With slower growth in China, political turmoil in Brazil and Turkey, and Russia’s annexation of part of Ukraine, it’s no wonder that emerging-markets securities performed poorly last year. But things are looking brighter: In the first quarter of 2014, emerging-markets bonds returned 2.9 percent, beating the U.S. bond market by a full percentage point. And their yields are hard to beat.

Our favorite emerging-markets debt fund is Fidelity New Markets Income (FNMIX), a member of the Kiplinger 25 that yields 5.4 percent. Longtime manager John Carlson focuses on dollar-denominated debt, a more stable way to invest in these securities because foreign currencies tend to be volatile. Over the past decade, New Markets Income returned 9.2 percent annualized, beating its typical peer by an average of 1.2 percentage points a year.

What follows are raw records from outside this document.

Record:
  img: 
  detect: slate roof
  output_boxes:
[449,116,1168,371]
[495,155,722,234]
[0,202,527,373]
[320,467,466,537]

PowerShares Emerging Markets Sovereign Debt Portfolio (PCY), with a 5.1 percent yield, has several things working in its favor. It also focuses on dollar-denominated debt, a more stable way to invest in these securities, and its 0.50 percent annual expense ratio is below-average for its peer group. We like, too, that its portfolio is spread roughly evenly among 23 countries, with each accounting for 4 to 5 percent of the fund’s assets.

Preferred shares

Yield: 6.7 percent (average of preferred stocks)

These hybrid investments behave more like bonds than stocks. Befitting securities with extra-high yields, preferreds carry above-average risks. First, most are issued by financial firms, so funds that focus on preferred stocks tend to be heavily invested in that sector. And because preferreds pay fixed dividends, they tend to lose value when interest rates rise. In 2013, just the possibility of a rise in rates sent preferreds tumbling. But the selloff enhanced the group’s appeal. As share prices fell, yields rose.

The best way to invest in this sector is through an ETF. PowerShares Preferred (PGX) pays a 6.4 percent yield and has the top three-year return of all preferred-stock ETFs: 6.6 percent annualized. Its top holdings include issues from Barclay’s and HSBC, and it charges 0.50 percent in annual fees.